"We were shopping for management, which meant shopping for a label and all that, and we really were just clinging to each other at that point," Popper recalls. "And there was something really awesome about that. There was a fire in the furnace and we were right there. There's something about when exterior forces push in on you, you get hotter, and somehow in that period we wrote some of our best stuff. So when the right management finally did come along, we had a lot of great stuff stockpiled and ready to go. It was such a great collaboration; Everybody had such great stuff to offer and there was so much creativity coming from different directions. We all feel supremely proud of it."
Popper says some of the songs from Hurry Up & Hang Around date back to the '00s and have "matriculated and fermented and ripened" during the interim. "Accelerated Nation," meanwhile, is a newer creation, built on a riff from guitarist Chan Kinchla which Popper says "feels very Zeppelin-y and you want to dance to it and it rocks. I looked around for some words I had and started to fit them in there, and what we have is a story about what it's like to live in your car -- at least the sense I get from it -- and it just thumps. That's one we're all excited about."
Working in Nashville also had a marked, and positive, impact on Blues Traveler during the project. "It really is a wonderful place to work," Popper says. "There were so many great situations, so many great studios, so many great producers. The place we worked was right next door to one of the best barbeque places in the world, so we were filling up on barbeque and working our ass off."

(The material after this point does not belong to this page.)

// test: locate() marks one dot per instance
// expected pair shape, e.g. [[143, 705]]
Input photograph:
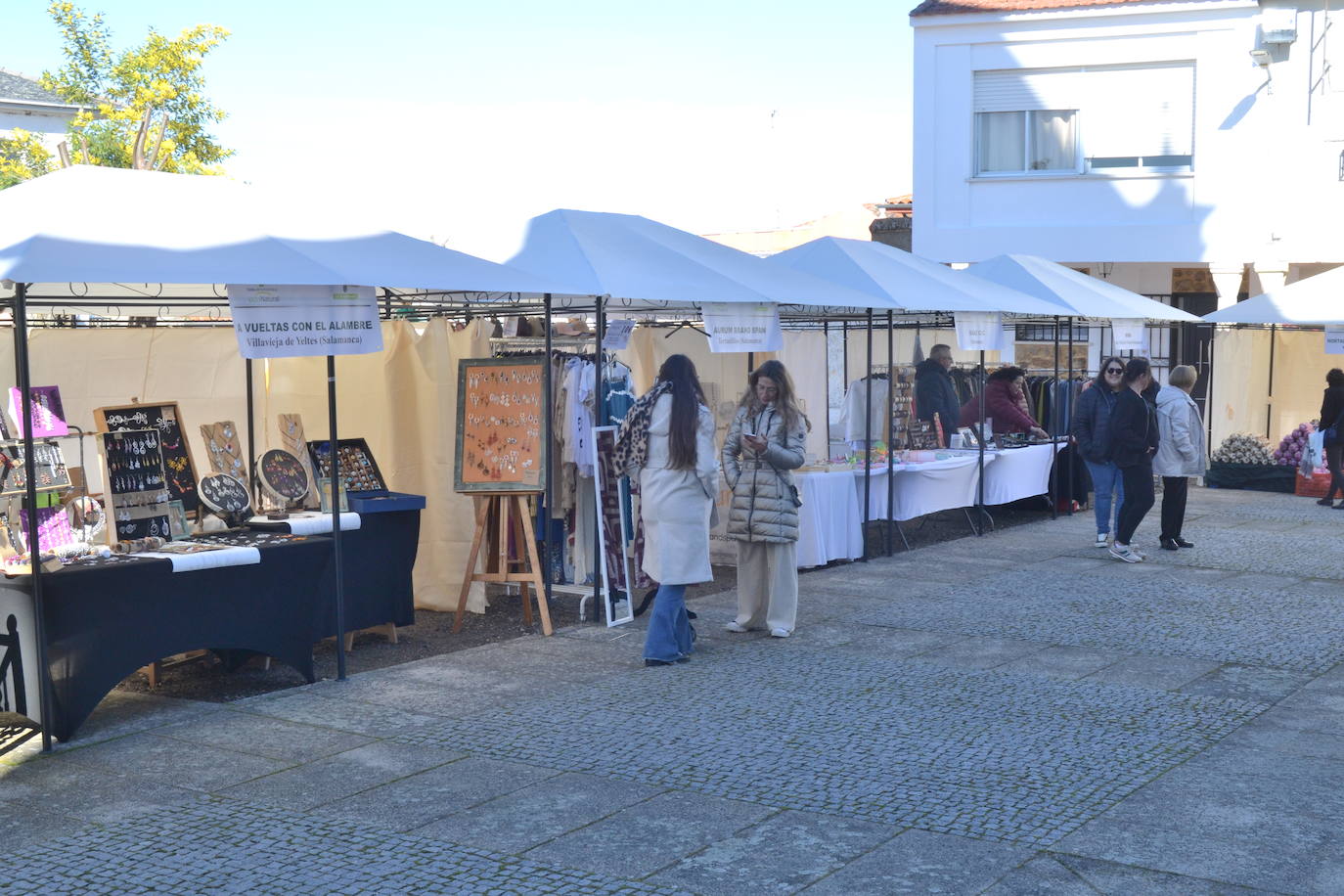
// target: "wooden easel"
[[510, 511]]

Blues Traveler has started its summer run and has a fall tour to celebrate the album kicking off Oct. 12 in Montclair. N.J. Popper, meanwhile, is looking even further ahead. "Some day we'll be a 35-year-old band, and then we'll be a 40-year-old band -- I daresay that we will be a 50-year-old band," he says. "And at each step of those I really, sincerely hope that we become a band that was worth following for 50 years. The good bands take people on a journey with them; You look at the Beach Boys and the Beatles and you see a growth, you see a story just on their albums. I think we can do that. The story, in my mind, doesn't end until it really ends."